6 / L’article 10, paragraphe 2, sous d) à g) de la directive s’oppose-t-il à un régime d’autorisation prévoyant que les conditions de délivrance de l’autorisation sont fixées, par une délibération du conseil municipal, au regard des objectifs de mixité sociale, en fonction notamment des caractéristiques des marchés de locaux d’habitation et de la nécessité de ne pas aggraver la pénurie de logements  ». Télécharger la décision

Q/R juridiques soulevées :

Quel est le principe de l’autorisation préalable pour la location meublée de courte durée ?

L’article L 631-7 du code de la construction et de l’habitation stipule que la location de courte durée d’un local meublé, affecté à l’habitation avant le 1er janvier 1970, nécessite une autorisation préalable dans les communes de plus de 200 000 habitants.

Cette autorisation est délivrée par le maire de la commune où se situe l’immeuble, après consultation, dans certaines villes comme Paris, Marseille et Lyon, du maire d’arrondissement.

De plus, cette autorisation peut être conditionnée à une compensation, qui consiste en la transformation concomitante de locaux d’un autre usage en habitation.

Les conditions de délivrance de cette autorisation sont également définies par une délibération du conseil municipal ou de l’organe délibérant d’un établissement public de coopération intercommunale, en tenant compte des objectifs de mixité sociale et de la situation du marché locatif.

Quelle est la position de la Cour suprême concernant la conformité de ces dispositions au droit européen ?

La Cour suprême a soumis des questions à la CJUE pour évaluer si les dispositions du code de la construction et de l’habitation, notamment l’article L 631-7, sont conformes à la directive 2006/123/CE.

Ces questions visent à déterminer si l’activité de location meublée de courte durée entre dans le champ d’application de cette directive.

La réponse de la CJUE sera contraignante pour toutes les juridictions nationales, qui devront appliquer les articles du code de la construction et les règles de la ville de Paris en conséquence.

Si la CJUE conclut à une non-conformité des règles nationales avec la directive, le juge national devra écarter l’application de ces règles, conformément à l’arrêt Simmenthal de 1978, considérant la ville de Paris comme une autorité étatique soumise à l’effet direct de la directive.

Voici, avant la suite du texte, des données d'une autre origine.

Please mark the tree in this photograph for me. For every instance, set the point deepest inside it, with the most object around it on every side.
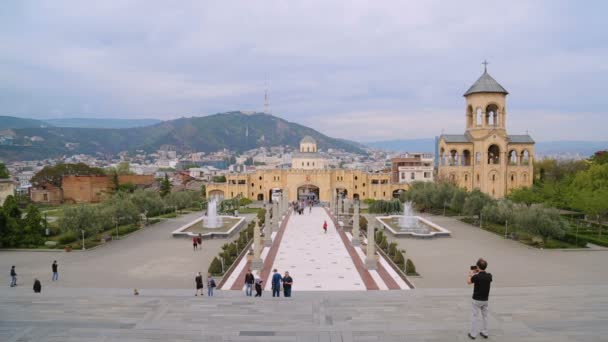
(540, 221)
(121, 209)
(8, 229)
(203, 191)
(457, 201)
(148, 202)
(215, 268)
(165, 186)
(83, 217)
(4, 172)
(11, 208)
(218, 179)
(32, 227)
(589, 192)
(600, 157)
(54, 174)
(475, 203)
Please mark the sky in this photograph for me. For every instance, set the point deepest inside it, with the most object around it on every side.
(360, 70)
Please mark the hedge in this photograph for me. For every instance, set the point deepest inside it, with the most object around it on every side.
(410, 269)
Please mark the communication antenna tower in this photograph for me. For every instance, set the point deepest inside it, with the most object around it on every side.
(267, 98)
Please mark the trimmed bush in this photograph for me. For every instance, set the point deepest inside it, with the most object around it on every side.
(392, 249)
(67, 237)
(399, 260)
(216, 267)
(410, 269)
(232, 250)
(363, 223)
(384, 244)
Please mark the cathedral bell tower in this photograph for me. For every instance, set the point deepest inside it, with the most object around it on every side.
(486, 107)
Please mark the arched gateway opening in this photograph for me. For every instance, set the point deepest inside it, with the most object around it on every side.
(308, 192)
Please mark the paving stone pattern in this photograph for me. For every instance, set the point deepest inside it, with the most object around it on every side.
(516, 314)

Quelles questions préjudicielles ont été posées à la CJUE par la Cour de cassation ?

La Cour de cassation a posé plusieurs questions préjudicielles à la CJUE, dont la première concerne l’application de la directive 2006/123/CE à la location à titre onéreux de locaux meublés à usage d’habitation, même si cela n’est pas fait à titre professionnel.

La deuxième question interroge si la réglementation nationale, comme celle de l’article L. 631-7, constitue un régime d’autorisation au sens des articles 9 à 13 de la directive ou simplement une exigence soumise aux articles 14 et 15.

Les questions suivantes portent sur la légitimité de la lutte contre la pénurie de logements comme raison impérieuse d’intérêt général justifiant une telle réglementation, ainsi que sur la proportionnalité de cette mesure.

Enfin, la CJUE est également interrogée sur la compatibilité de la directive avec un régime d’autorisation qui fixe les conditions de délivrance en fonction des objectifs de mixité sociale et des caractéristiques du marché locatif.